Pan-African regulatory platform
National central banks are the overseers of financial regulation but face ample challenges keeping pace with innovation. This is a bottleneck for fintechs, banks and insurers looking to expand financial inclusion across Africa through blockchain, P2P-lending or other emerging technologies.
The Central Bank of Morocco (Bank Al Maghrib) for instance introduced a regulatory framework for payment institutions in 2014 but has since acknowledged the rules had been unclear for fintechs hoping to break into the Moroccan market. The bank has now opened an innovation office to have an open dialogue with fintechs, helping it to explain and if needed adapt current regulation accordingly.
We see scope for a pan-African platform allowing regular discourse between financial innovators and central banks. A pan-African platform would allow central banks to abreast of financial innovation and help harmonise national regulatory frameworks. This could allow financial innovations to operate seamlessly in multiple African markets and more rapidly reach Africa’s underserved population.
Existing innovation hubs, incubators and fintech networks across the continent could be leveraged for input from startups, while associations such as the Association of African Central Banks (AACB) can help the regulators unite. The platform could also be a win for consumer protection by bringing novel technologies currently outside of central bank licensing regulations – such as mobile money lending – within its scope without harming innovation.
Converging sandbox regulatory frameworks
We also encourage regulatory sandboxes – permitting fintechs to test financial product innovations without regulatory constraints – to converge regionally.Regulatory sandboxes first emerged in the UK in 2015. The idea has since expanded globally and is gaining pace in Africa. Sierra Leone, Kenya, Rwanda and Mozambique were early African adopters, while Ghana this year launched a sandbox pilot and Nigeria introduced a regulatory framework. Sandboxes can be a vehicle to introduce and scale financial innovation, while offering SMEs working capital and creating an ecosystem for other players to innovate with similar products.
Yet the sandboxes emerging in a small handful of African countries have been at national level and have been slow and expensive to setup. Africa’s sandboxes also vary widely in eligibility criteria, length, and priority financial innovations. This can deter credible innovators from applying and creates a barrier for a tried and tested financial innovation coming out of a sandbox in one country to expand to another.
A regional or pan-African sandbox framework could open the possibility of cross border sandboxes arrangements, allowing an innovation to be trialled in multiple countries at once. Two years ago, the Central Bank of West African States launched a FinTech Task Force, which has among its objectives a West African sandbox spanning multiple countries. We encourage further arrangements across the continent.
Mobilising industry associations
The AFIS Board finally urges regulators to leverage international and pan-African industry associations to support Africa’s financial innovation infrastructure.
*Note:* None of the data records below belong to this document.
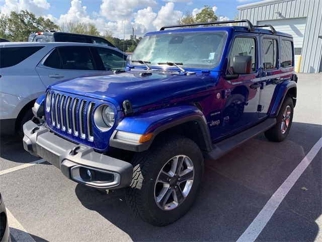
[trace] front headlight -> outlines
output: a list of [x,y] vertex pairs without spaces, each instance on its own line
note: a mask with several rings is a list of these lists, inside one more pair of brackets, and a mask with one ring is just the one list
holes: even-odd
[[102,111],[103,120],[106,125],[109,127],[111,127],[114,124],[114,121],[115,120],[114,111],[111,106],[108,105],[105,106]]
[[94,113],[94,123],[102,131],[107,131],[113,127],[115,122],[115,113],[113,108],[108,104],[102,104]]
[[47,92],[46,96],[46,111],[49,112],[50,110],[50,93]]

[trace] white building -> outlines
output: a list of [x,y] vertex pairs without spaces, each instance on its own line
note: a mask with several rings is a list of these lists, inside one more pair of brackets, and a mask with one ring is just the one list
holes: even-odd
[[[322,0],[266,0],[238,6],[239,19],[270,24],[294,38],[299,72],[322,72]],[[301,56],[301,57],[300,57]]]

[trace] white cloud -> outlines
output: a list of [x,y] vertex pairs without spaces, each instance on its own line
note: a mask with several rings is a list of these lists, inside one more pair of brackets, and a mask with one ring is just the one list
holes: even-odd
[[157,14],[153,12],[152,8],[148,7],[146,9],[140,9],[134,14],[134,24],[136,28],[140,33],[154,30],[152,22],[155,19]]
[[0,13],[10,14],[12,11],[27,10],[39,16],[43,15],[50,7],[47,0],[5,0],[5,4],[0,7]]
[[202,9],[203,9],[203,8],[201,8],[201,9],[194,9],[192,11],[192,16],[194,17],[196,16],[196,15],[201,12]]
[[187,4],[188,5],[191,5],[192,4],[192,1],[189,0],[163,0],[164,2],[172,3],[183,3]]
[[153,25],[158,29],[165,25],[176,24],[179,18],[182,17],[181,11],[174,10],[175,4],[169,2],[162,6],[157,12],[157,16],[153,21]]
[[227,21],[228,20],[230,20],[230,19],[227,16],[219,16],[218,17],[218,21]]
[[133,10],[141,7],[155,7],[155,0],[102,0],[100,14],[110,21],[131,19]]

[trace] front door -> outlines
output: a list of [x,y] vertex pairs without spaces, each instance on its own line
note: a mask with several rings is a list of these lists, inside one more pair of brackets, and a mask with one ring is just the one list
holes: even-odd
[[258,106],[258,118],[268,115],[273,96],[280,82],[280,71],[278,63],[278,37],[273,35],[261,36],[261,98]]
[[254,80],[259,77],[258,42],[258,34],[251,36],[237,35],[234,38],[228,59],[227,74],[233,74],[233,62],[236,55],[252,57],[252,72],[225,82],[221,136],[251,126],[257,115],[260,84]]

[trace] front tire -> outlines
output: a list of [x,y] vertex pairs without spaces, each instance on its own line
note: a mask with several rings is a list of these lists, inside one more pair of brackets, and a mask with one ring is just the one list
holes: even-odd
[[203,173],[203,158],[191,140],[174,136],[137,153],[126,202],[143,220],[165,226],[182,217],[192,206]]
[[268,140],[280,142],[286,138],[292,125],[293,111],[293,100],[286,97],[277,115],[276,124],[265,133]]

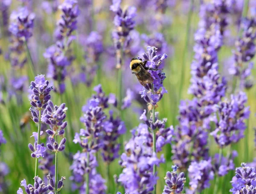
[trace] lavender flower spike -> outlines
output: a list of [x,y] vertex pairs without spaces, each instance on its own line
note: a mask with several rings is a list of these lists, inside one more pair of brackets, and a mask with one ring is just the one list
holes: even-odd
[[172,172],[168,171],[165,177],[166,183],[167,185],[165,185],[163,192],[162,194],[175,193],[179,194],[182,193],[184,187],[184,183],[186,182],[186,178],[183,172],[181,172],[177,176],[176,165],[172,166],[173,171]]
[[230,181],[233,187],[230,191],[233,194],[236,194],[238,191],[239,191],[246,185],[256,186],[255,168],[246,166],[246,165],[245,163],[242,163],[241,167],[236,168],[236,176],[233,177],[232,180]]
[[[35,81],[32,81],[29,88],[32,90],[30,104],[38,109],[44,109],[46,108],[47,102],[51,98],[50,91],[53,86],[49,86],[49,82],[46,80],[44,75],[38,75],[35,77]],[[33,109],[30,110],[31,114],[34,118],[38,119],[37,113]]]

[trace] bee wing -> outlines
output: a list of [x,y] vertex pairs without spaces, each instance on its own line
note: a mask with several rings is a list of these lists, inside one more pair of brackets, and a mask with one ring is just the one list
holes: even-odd
[[145,70],[141,65],[140,67],[140,71],[134,72],[134,74],[140,84],[143,86],[145,86],[147,84],[153,83],[154,79],[150,73]]

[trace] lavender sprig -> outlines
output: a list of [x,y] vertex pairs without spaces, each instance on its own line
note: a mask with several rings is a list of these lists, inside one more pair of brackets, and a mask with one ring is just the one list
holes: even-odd
[[[48,100],[51,98],[49,93],[53,89],[53,86],[48,86],[49,82],[46,80],[44,75],[38,75],[35,77],[35,81],[32,81],[29,88],[32,90],[30,104],[32,107],[30,107],[29,110],[31,112],[33,120],[36,123],[38,123],[37,132],[37,137],[34,136],[35,142],[34,147],[29,144],[29,148],[33,153],[31,156],[36,157],[35,174],[35,177],[38,176],[38,158],[40,156],[43,156],[43,152],[45,151],[44,148],[44,144],[40,145],[40,135],[41,124],[43,121],[41,120],[41,112],[45,109]],[[37,111],[38,111],[38,114]],[[43,114],[45,113],[44,111]]]
[[[46,132],[49,135],[49,143],[47,145],[48,148],[52,152],[55,152],[55,192],[58,194],[63,187],[62,184],[60,186],[59,183],[62,182],[63,179],[59,181],[58,183],[58,154],[60,151],[63,151],[65,149],[65,144],[67,139],[63,138],[65,133],[65,128],[67,126],[67,121],[63,122],[66,118],[66,112],[67,108],[65,107],[65,103],[63,103],[59,106],[53,106],[53,103],[51,100],[47,102],[46,111],[42,117],[42,120],[48,124],[50,129],[46,130]],[[62,138],[59,143],[57,142],[58,136]],[[55,139],[53,137],[55,136]]]
[[57,41],[47,49],[44,55],[48,60],[48,76],[58,82],[58,87],[55,91],[62,94],[65,90],[67,68],[74,59],[70,46],[76,39],[72,34],[77,29],[76,20],[80,11],[76,0],[65,0],[59,9],[62,14],[55,32]]
[[171,172],[168,171],[165,177],[167,185],[164,186],[164,189],[162,194],[169,193],[181,194],[184,188],[184,183],[186,182],[186,178],[183,172],[178,176],[177,172],[177,166],[172,166],[173,171]]

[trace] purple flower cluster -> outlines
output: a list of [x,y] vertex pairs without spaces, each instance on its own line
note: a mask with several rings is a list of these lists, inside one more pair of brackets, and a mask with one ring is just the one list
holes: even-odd
[[137,136],[143,136],[147,138],[147,144],[151,146],[153,144],[153,137],[151,133],[149,132],[149,128],[155,131],[156,134],[156,150],[157,152],[162,151],[162,148],[166,144],[170,144],[172,140],[174,134],[174,129],[172,126],[166,128],[166,118],[162,120],[157,118],[158,112],[155,114],[156,122],[153,123],[152,117],[148,120],[146,116],[146,110],[144,110],[143,113],[140,119],[144,121],[145,124],[140,123],[137,129]]
[[172,171],[168,171],[165,177],[166,183],[167,185],[164,186],[164,189],[162,194],[169,194],[175,193],[177,194],[182,193],[184,188],[184,183],[186,182],[185,174],[183,172],[181,172],[178,176],[177,169],[177,167],[172,166]]
[[100,84],[95,86],[94,90],[97,94],[92,95],[82,109],[84,114],[80,120],[86,128],[81,129],[79,134],[76,133],[73,141],[79,143],[89,151],[97,151],[102,148],[104,161],[110,163],[118,157],[120,145],[117,140],[126,129],[124,122],[119,118],[114,118],[112,111],[109,111],[109,118],[103,111],[111,104],[116,106],[115,96],[113,94],[106,96]]
[[[70,169],[73,171],[70,180],[74,182],[72,186],[73,190],[79,189],[81,193],[86,190],[84,175],[89,173],[90,194],[101,194],[105,193],[107,188],[105,180],[101,175],[97,173],[96,167],[98,164],[93,152],[82,152],[79,151],[73,156],[73,160]],[[87,154],[89,154],[89,163]]]
[[53,137],[58,135],[63,137],[65,133],[65,128],[67,125],[67,121],[63,122],[66,118],[66,112],[67,108],[63,103],[59,106],[53,106],[51,100],[48,102],[44,114],[42,116],[42,121],[49,125],[50,129],[46,130],[49,135],[49,143],[47,144],[48,149],[52,151],[62,151],[65,149],[66,138],[63,138],[59,144],[55,140]]
[[210,122],[215,120],[212,114],[218,110],[217,104],[226,90],[227,82],[218,72],[218,51],[223,45],[226,17],[232,11],[231,6],[218,0],[201,5],[188,91],[195,98],[181,103],[176,143],[173,145],[172,159],[181,169],[186,169],[191,161],[209,161],[207,129],[210,128]]
[[[148,46],[147,54],[143,53],[144,60],[147,61],[146,64],[147,67],[157,69],[163,61],[167,57],[167,55],[165,54],[163,55],[157,54],[157,49],[154,47]],[[162,99],[163,94],[168,92],[163,85],[163,81],[166,77],[165,73],[161,72],[160,70],[149,70],[149,71],[154,79],[152,84],[148,84],[143,87],[140,94],[141,97],[149,104],[149,110],[151,110],[153,106],[156,106],[157,103]]]
[[190,187],[186,193],[194,194],[196,191],[201,192],[209,187],[209,181],[214,177],[211,162],[209,160],[191,163],[188,168]]
[[180,124],[175,134],[176,143],[172,144],[172,159],[182,170],[185,170],[190,160],[209,159],[208,133],[206,129],[210,128],[210,122],[213,119],[210,115],[216,108],[202,107],[196,98],[181,101],[179,108]]
[[[241,167],[236,168],[236,176],[232,178],[230,183],[232,188],[230,191],[233,194],[240,194],[241,189],[246,185],[253,187],[256,186],[256,172],[253,167],[246,166],[246,164],[242,163]],[[243,191],[244,190],[243,190]]]
[[[50,184],[46,185],[43,182],[42,179],[38,176],[35,177],[35,183],[34,185],[31,184],[27,185],[26,181],[24,179],[21,181],[20,185],[24,187],[26,193],[27,194],[42,194],[45,193],[48,190],[53,191],[54,190],[54,187],[51,185]],[[23,194],[23,190],[20,188],[19,188],[19,190],[17,191],[17,194]],[[53,194],[53,193],[50,191],[48,194]]]
[[[256,194],[256,187],[252,185],[246,185],[245,187],[242,188],[242,194]],[[236,194],[240,194],[240,191],[238,191]]]
[[0,11],[2,13],[3,26],[6,28],[8,25],[9,21],[9,9],[12,4],[12,0],[4,0],[0,4]]
[[216,142],[221,147],[238,142],[244,137],[246,128],[244,120],[249,118],[249,107],[245,107],[247,97],[245,93],[240,92],[231,95],[230,101],[222,102],[217,112],[215,121],[216,128],[210,133]]
[[58,22],[55,32],[56,43],[48,48],[44,57],[49,63],[49,77],[58,82],[58,87],[55,91],[62,94],[65,91],[64,83],[67,76],[67,67],[74,59],[70,46],[76,39],[72,32],[77,28],[77,17],[79,11],[76,0],[65,0],[59,6],[62,11],[61,19]]
[[125,147],[119,163],[124,167],[118,182],[128,193],[149,193],[154,190],[158,177],[153,174],[154,165],[165,162],[163,155],[157,158],[152,153],[152,139],[148,126],[141,124],[131,131],[132,137]]
[[29,13],[26,7],[23,7],[17,11],[14,11],[10,16],[9,31],[17,40],[26,41],[32,36],[34,20],[35,15]]
[[[82,38],[81,44],[84,49],[84,58],[87,66],[81,67],[82,72],[79,73],[80,81],[90,86],[98,68],[97,63],[104,51],[102,36],[98,32],[93,31],[90,34]],[[77,76],[76,74],[75,76]]]
[[110,10],[115,13],[113,23],[116,28],[112,32],[112,37],[116,50],[118,68],[121,67],[122,58],[121,50],[125,41],[135,26],[134,17],[136,16],[135,7],[129,7],[123,10],[120,6],[121,2],[121,0],[113,0],[113,4],[110,6]]
[[6,143],[6,140],[3,137],[3,131],[0,130],[0,146],[2,143]]
[[[44,109],[47,106],[48,100],[51,98],[50,91],[53,86],[49,86],[49,82],[46,80],[44,75],[38,75],[35,77],[35,81],[32,81],[29,88],[32,94],[31,94],[30,104],[34,108],[38,110]],[[33,108],[30,108],[33,120],[38,123],[39,118],[37,113]]]
[[[256,20],[254,18],[244,18],[241,21],[243,32],[242,37],[236,42],[232,66],[229,69],[230,74],[240,77],[240,88],[250,88],[253,83],[248,79],[251,74],[253,63],[250,62],[256,52]],[[249,63],[247,65],[247,63]]]
[[234,158],[238,155],[236,151],[234,151],[229,158],[221,155],[221,157],[220,159],[219,154],[216,154],[212,159],[212,165],[214,171],[218,173],[219,176],[223,177],[227,174],[229,171],[234,170]]

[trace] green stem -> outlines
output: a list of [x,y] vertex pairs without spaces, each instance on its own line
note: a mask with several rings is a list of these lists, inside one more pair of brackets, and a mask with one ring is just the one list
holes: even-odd
[[107,181],[107,194],[109,193],[109,188],[110,188],[110,164],[108,163],[107,164],[107,176],[106,177],[106,181]]
[[[221,165],[221,156],[222,155],[222,148],[220,148],[220,150],[219,151],[219,161],[218,161],[218,166]],[[218,185],[219,181],[219,177],[218,174],[218,172],[216,173],[216,181],[215,181],[215,185],[214,185],[214,190],[213,193],[214,194],[217,194],[217,192],[218,191]]]
[[[89,165],[89,163],[90,162],[90,153],[89,152],[87,152],[87,165]],[[89,191],[90,190],[90,188],[89,188],[89,174],[90,172],[87,172],[87,173],[85,174],[86,174],[86,194],[89,194]]]
[[[184,85],[184,77],[185,77],[185,65],[186,62],[187,60],[186,58],[186,54],[187,53],[189,43],[189,37],[190,33],[190,24],[191,23],[191,20],[192,19],[192,15],[193,13],[193,6],[194,5],[194,0],[190,0],[190,5],[189,6],[189,11],[188,15],[188,20],[186,23],[186,39],[185,40],[185,46],[183,50],[183,55],[182,57],[182,63],[181,63],[181,75],[180,77],[180,89],[179,90],[179,95],[178,97],[178,102],[179,102],[181,97],[181,91]],[[176,112],[175,113],[176,114]]]
[[[152,86],[152,91],[153,91],[153,93],[154,93],[154,85],[153,84],[151,84]],[[152,110],[152,122],[153,123],[154,123],[155,122],[155,107],[154,106],[153,106],[153,109]],[[156,149],[156,134],[155,133],[154,130],[153,129],[152,130],[152,136],[153,137],[153,153],[155,153],[156,154],[157,153]],[[156,172],[157,171],[157,166],[156,165],[154,165],[153,166],[153,174],[154,175]],[[157,193],[157,184],[155,184],[154,185],[154,191],[153,192],[153,194],[156,194]]]
[[[41,131],[41,109],[38,110],[38,142],[37,144],[40,144],[40,132]],[[38,175],[38,159],[35,158],[35,176]]]
[[29,60],[30,61],[30,63],[29,63],[29,68],[30,68],[31,72],[33,74],[33,76],[35,76],[35,75],[34,70],[35,64],[33,62],[33,60],[32,59],[32,57],[31,57],[31,54],[30,54],[30,51],[29,51],[27,41],[26,40],[25,40],[25,45],[26,45],[26,48],[27,50],[27,55],[28,56],[28,58],[29,58]]
[[[55,140],[57,142],[57,136]],[[58,151],[55,152],[55,194],[58,194]]]

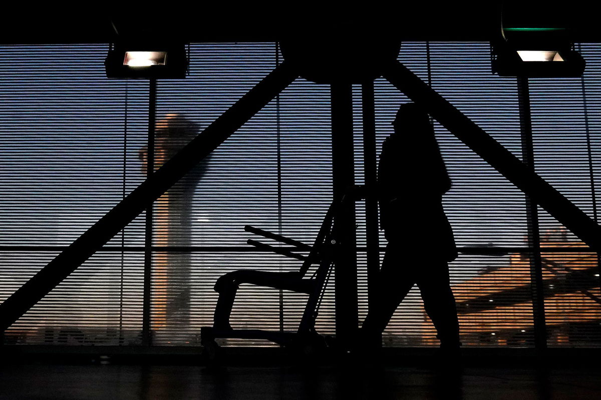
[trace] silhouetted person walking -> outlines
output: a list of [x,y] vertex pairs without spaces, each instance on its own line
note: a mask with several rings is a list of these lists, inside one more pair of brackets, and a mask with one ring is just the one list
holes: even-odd
[[380,227],[388,244],[374,311],[363,323],[362,336],[373,344],[416,284],[441,348],[454,353],[459,326],[447,262],[457,253],[442,203],[451,180],[427,114],[404,104],[392,125],[378,166]]

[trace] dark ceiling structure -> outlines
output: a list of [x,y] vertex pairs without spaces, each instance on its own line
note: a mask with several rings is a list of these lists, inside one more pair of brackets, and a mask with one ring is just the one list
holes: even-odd
[[[403,2],[401,2],[401,3]],[[392,35],[403,41],[489,41],[501,34],[501,16],[569,28],[574,41],[601,41],[596,13],[572,2],[566,9],[520,4],[448,4],[424,2],[388,7],[361,6],[288,9],[187,4],[156,10],[117,9],[85,13],[52,8],[32,14],[20,7],[0,26],[0,44],[102,43],[117,35],[137,35],[188,42],[275,41],[306,35],[349,31],[368,37]],[[590,8],[591,6],[588,6]]]

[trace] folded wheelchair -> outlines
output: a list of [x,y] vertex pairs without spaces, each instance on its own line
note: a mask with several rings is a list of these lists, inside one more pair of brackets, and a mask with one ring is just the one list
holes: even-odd
[[[215,290],[219,293],[219,298],[213,325],[201,328],[201,344],[209,359],[216,357],[219,351],[219,346],[215,341],[218,338],[267,339],[283,346],[300,349],[326,346],[324,339],[315,330],[315,321],[335,261],[337,249],[340,246],[335,237],[335,217],[347,202],[353,201],[351,196],[344,196],[342,199],[332,202],[313,246],[252,226],[245,226],[247,232],[293,246],[294,251],[308,252],[308,253],[304,255],[252,240],[247,241],[261,250],[295,258],[302,263],[298,271],[268,272],[239,270],[228,273],[217,280]],[[308,272],[313,269],[314,272],[308,276]],[[296,332],[282,332],[233,329],[230,325],[230,315],[241,283],[308,294],[308,300],[298,329]]]

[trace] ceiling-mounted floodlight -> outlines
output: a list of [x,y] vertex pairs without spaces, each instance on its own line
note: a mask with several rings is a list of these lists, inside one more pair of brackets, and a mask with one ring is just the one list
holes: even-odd
[[183,78],[188,71],[183,44],[117,43],[105,61],[108,77]]
[[129,67],[150,67],[164,65],[167,52],[126,52],[124,65]]
[[580,76],[585,62],[572,47],[563,16],[523,4],[504,7],[492,71],[501,76]]
[[569,44],[519,44],[501,42],[493,45],[493,73],[500,76],[580,76],[585,62]]

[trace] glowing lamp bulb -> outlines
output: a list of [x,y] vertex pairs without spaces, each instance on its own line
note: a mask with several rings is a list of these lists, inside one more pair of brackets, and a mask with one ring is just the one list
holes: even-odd
[[129,67],[164,65],[166,52],[126,52],[123,65]]
[[559,52],[518,50],[522,61],[563,61]]

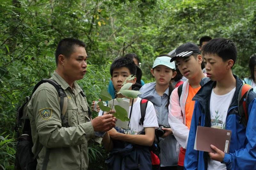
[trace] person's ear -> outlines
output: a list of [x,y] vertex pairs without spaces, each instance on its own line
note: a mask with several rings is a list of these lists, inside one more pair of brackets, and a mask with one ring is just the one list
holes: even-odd
[[202,62],[203,62],[203,57],[200,54],[197,55],[197,59],[199,63],[200,64],[201,64]]
[[134,85],[136,83],[136,80],[137,80],[137,78],[135,77],[135,78],[134,78],[134,79],[132,80],[132,85]]
[[152,75],[153,75],[154,77],[155,77],[155,74],[154,74],[154,70],[153,70],[153,69],[151,69],[151,70],[150,70],[150,72],[151,73],[151,74],[152,74]]
[[227,61],[227,69],[231,69],[234,65],[234,61],[233,60],[228,60]]
[[64,55],[60,54],[59,55],[58,59],[59,60],[58,63],[63,65],[66,61],[66,58]]
[[176,76],[176,75],[177,74],[177,72],[176,71],[173,71],[172,72],[172,78],[173,78],[175,77],[175,76]]

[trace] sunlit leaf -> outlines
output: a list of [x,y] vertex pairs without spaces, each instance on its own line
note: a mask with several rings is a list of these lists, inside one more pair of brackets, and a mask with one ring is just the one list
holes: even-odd
[[109,112],[111,110],[111,108],[104,105],[99,105],[99,106],[101,110],[104,112]]
[[120,90],[117,93],[117,94],[121,93],[127,98],[136,98],[138,95],[141,94],[141,93],[139,91],[135,90]]
[[117,119],[123,122],[129,121],[130,119],[127,117],[127,113],[125,109],[118,105],[115,106],[116,113],[113,114]]
[[106,91],[102,91],[100,96],[101,100],[103,101],[109,101],[112,100],[111,95]]
[[132,83],[126,83],[121,87],[120,91],[121,91],[124,90],[128,90],[132,85]]

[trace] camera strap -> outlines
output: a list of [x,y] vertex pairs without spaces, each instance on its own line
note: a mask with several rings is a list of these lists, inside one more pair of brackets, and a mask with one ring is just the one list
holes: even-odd
[[131,121],[131,117],[132,116],[132,106],[133,106],[133,101],[134,101],[134,99],[132,98],[132,106],[131,107],[131,111],[130,111],[130,115],[129,116],[129,119],[130,120],[129,121],[129,122],[128,123],[128,126],[127,127],[127,132],[126,133],[126,135],[128,133],[128,129],[129,129],[129,125],[130,124],[130,121]]

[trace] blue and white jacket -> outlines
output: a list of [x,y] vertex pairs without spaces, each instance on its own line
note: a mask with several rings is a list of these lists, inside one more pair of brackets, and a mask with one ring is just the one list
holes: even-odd
[[[225,153],[222,163],[227,169],[256,169],[256,93],[249,94],[249,120],[246,128],[242,123],[237,109],[237,99],[243,82],[236,80],[236,91],[228,111],[226,129],[232,131],[229,153]],[[210,102],[212,90],[216,82],[210,81],[204,85],[193,99],[196,100],[191,122],[184,166],[185,169],[207,170],[208,152],[194,149],[197,125],[211,127]]]

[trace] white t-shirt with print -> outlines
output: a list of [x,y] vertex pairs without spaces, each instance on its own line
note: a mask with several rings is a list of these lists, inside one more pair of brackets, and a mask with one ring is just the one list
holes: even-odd
[[[132,115],[131,116],[130,125],[127,134],[137,135],[140,133],[144,129],[144,128],[154,127],[155,129],[158,127],[157,119],[156,114],[153,104],[149,101],[146,108],[146,112],[144,119],[143,126],[140,125],[140,120],[141,117],[140,114],[140,100],[141,98],[138,97],[137,100],[133,103]],[[130,116],[131,106],[129,107],[129,113],[128,117]],[[100,111],[99,115],[102,115],[102,112]],[[127,132],[127,129],[124,129],[125,133]]]
[[[236,87],[228,93],[221,96],[212,91],[210,100],[210,115],[211,127],[215,128],[226,129],[226,122],[228,110],[231,103],[236,91]],[[224,170],[227,169],[226,164],[220,162],[208,159],[209,170]]]

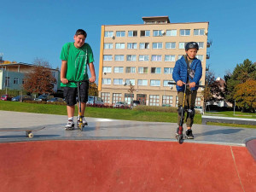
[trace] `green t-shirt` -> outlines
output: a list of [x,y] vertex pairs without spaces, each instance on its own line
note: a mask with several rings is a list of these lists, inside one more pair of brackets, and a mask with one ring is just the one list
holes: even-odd
[[[69,81],[82,81],[89,79],[87,65],[94,61],[90,46],[84,43],[81,48],[76,48],[73,43],[67,43],[61,49],[61,60],[67,61],[66,79]],[[75,83],[61,83],[61,87],[77,87]]]

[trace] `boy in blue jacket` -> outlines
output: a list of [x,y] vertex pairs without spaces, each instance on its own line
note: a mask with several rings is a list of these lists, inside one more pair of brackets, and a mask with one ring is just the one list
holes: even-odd
[[[199,81],[202,75],[201,62],[195,55],[199,49],[198,44],[195,42],[189,42],[185,46],[186,55],[177,60],[173,68],[172,78],[176,82],[176,89],[178,97],[178,118],[177,124],[179,125],[182,110],[187,111],[187,131],[186,137],[194,139],[192,133],[192,125],[195,116],[195,104],[198,90]],[[186,90],[185,108],[182,109],[183,91],[185,84],[189,84],[189,88]],[[184,115],[183,115],[184,116]],[[184,118],[184,117],[183,117]],[[178,128],[177,129],[176,137],[178,135]]]

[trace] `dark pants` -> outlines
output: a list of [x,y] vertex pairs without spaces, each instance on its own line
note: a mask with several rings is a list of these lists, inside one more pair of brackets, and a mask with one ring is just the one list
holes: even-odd
[[[89,82],[82,82],[80,84],[81,102],[88,102]],[[67,106],[74,106],[77,103],[78,88],[64,87],[63,96]]]
[[[196,99],[196,94],[197,90],[190,90],[189,89],[187,89],[186,90],[186,97],[185,97],[185,109],[194,109],[195,104],[195,99]],[[178,91],[177,92],[177,97],[178,97],[178,107],[183,106],[183,97],[184,97],[184,92]],[[183,119],[184,119],[183,115]],[[177,125],[180,123],[180,115],[177,115]],[[193,125],[194,118],[188,117],[187,114],[187,127],[191,127]]]

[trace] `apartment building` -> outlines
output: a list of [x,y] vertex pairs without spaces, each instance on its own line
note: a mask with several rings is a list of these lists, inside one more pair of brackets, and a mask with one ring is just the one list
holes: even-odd
[[[187,42],[199,44],[205,84],[208,22],[170,23],[168,16],[143,17],[141,25],[102,26],[99,96],[105,104],[139,100],[149,106],[177,106],[175,62],[185,54]],[[130,84],[134,91],[129,93]],[[196,106],[203,106],[198,90]]]

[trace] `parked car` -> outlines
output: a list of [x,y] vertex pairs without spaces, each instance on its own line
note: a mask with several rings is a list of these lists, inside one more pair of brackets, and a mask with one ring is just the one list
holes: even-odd
[[123,107],[128,107],[127,102],[118,102],[113,105],[113,108],[123,108]]
[[195,111],[198,111],[200,113],[201,113],[201,114],[204,113],[204,110],[201,106],[195,106],[194,108]]
[[12,98],[12,102],[24,102],[24,101],[32,101],[32,98],[31,96],[22,96],[22,100],[21,100],[21,96],[17,96],[14,98]]
[[101,97],[98,96],[88,96],[87,104],[104,105],[104,102]]
[[131,103],[131,108],[136,108],[137,106],[140,105],[141,102],[140,101],[132,101]]
[[3,100],[3,101],[11,101],[13,97],[14,97],[14,96],[12,96],[12,95],[4,94],[1,96],[1,100]]
[[53,97],[47,101],[48,102],[65,102],[64,99],[61,97]]
[[37,102],[46,102],[47,100],[49,99],[49,96],[48,95],[40,95],[38,98],[34,98],[34,101],[37,101]]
Sandboxes, innovation hubs and incubators are cost and resource intensive for regulators and have taken significant time to roll-out in some African nations.
Cash-constrained regulatory authorities can do more to call upon African and international industry associations resources for capital and operational support. The Global Financial Innovation Network (GFIN), the Africa Fintech Network, the African Crowdfunding Association and West Africa Bankers Association are among the associations that could be mobilised.
We conclude that a pan-African regulatory platform and harmonised sandboxes, both reinforced by industry associations, will create a robust and dynamic regulatory infrastructure that can catalyse financial inclusion across the continent. Financial innovation cannot work in the long term without the confidence of both consumers and governments. The sustainable financial inclusion of hundreds of millions of Africans depends on it.